The St James Cycle Trail is one of a network of special cycle trails throughout the country.
The 64km cycle trail starts and finishes at the Maling Pass and St James Homestead entrances which are 25km apart along Tophouse Road. It is recommended to start at the Maling Pass entrance as there is more downhill this way and the predominant wind comes down the valley behind you.

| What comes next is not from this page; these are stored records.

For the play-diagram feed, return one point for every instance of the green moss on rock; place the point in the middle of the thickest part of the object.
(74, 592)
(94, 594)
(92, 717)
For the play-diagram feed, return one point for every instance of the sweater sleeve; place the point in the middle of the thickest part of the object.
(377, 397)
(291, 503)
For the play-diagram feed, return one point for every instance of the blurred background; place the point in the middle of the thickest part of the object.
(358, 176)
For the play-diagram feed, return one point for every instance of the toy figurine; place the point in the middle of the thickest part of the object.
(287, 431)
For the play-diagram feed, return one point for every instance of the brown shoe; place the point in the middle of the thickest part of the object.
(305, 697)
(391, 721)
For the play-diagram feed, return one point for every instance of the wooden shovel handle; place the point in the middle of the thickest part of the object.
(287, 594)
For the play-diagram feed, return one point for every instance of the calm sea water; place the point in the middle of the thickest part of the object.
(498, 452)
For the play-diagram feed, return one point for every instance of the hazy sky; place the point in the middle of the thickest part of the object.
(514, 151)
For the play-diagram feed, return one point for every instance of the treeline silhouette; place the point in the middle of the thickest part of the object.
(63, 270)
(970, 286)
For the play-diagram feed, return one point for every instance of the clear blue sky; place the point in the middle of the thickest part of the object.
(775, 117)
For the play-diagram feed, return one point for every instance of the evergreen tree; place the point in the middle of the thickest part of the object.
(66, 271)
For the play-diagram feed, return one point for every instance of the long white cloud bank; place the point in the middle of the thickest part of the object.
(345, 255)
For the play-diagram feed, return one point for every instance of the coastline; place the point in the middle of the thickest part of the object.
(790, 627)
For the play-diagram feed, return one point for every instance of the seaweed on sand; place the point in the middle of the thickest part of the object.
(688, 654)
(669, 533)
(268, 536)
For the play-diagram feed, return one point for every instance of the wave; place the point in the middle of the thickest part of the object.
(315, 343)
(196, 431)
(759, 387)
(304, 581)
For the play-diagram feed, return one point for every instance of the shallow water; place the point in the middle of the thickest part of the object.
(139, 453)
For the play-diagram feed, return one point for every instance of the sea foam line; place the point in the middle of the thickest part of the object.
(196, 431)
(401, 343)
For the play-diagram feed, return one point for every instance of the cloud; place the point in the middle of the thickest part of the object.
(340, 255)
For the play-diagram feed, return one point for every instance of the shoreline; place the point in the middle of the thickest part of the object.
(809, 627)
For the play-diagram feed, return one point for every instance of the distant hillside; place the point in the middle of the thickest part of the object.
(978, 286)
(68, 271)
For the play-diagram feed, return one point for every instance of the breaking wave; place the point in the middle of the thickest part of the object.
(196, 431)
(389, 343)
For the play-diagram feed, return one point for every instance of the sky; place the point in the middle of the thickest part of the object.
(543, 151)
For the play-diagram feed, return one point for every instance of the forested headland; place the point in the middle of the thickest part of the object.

The trail takes 1–2 days depending on your level of fitness and you will need to be reasonably fit and experienced to undertake the full trail. The first section from Maling Pass to Lake Guyon is intermediate grade, with steep slopes and rough terrain. After that the track become increasingly difficult and remote – requiring river crossings and bike carrying in places and is suitable for experienced cyclists only.
Peters and Edwards valley tracks as far as Scotties Hut are also intermediate grade, although there are a number of river crossings along the Edwards Valley 4WD track.
Download the St James Cycle Trail Brochure.
Recent Articles: Cruising the St James crease by Pat Barrett
The track climbs to Maling Pass (1308m) then descends down to meet the Waiau River. Follow the river for 6km to the turn-off to Lake Guyon. It's 2.5km up to Lake Guyon Hut – a nice detour for lunch. All major streams along this section are bridged.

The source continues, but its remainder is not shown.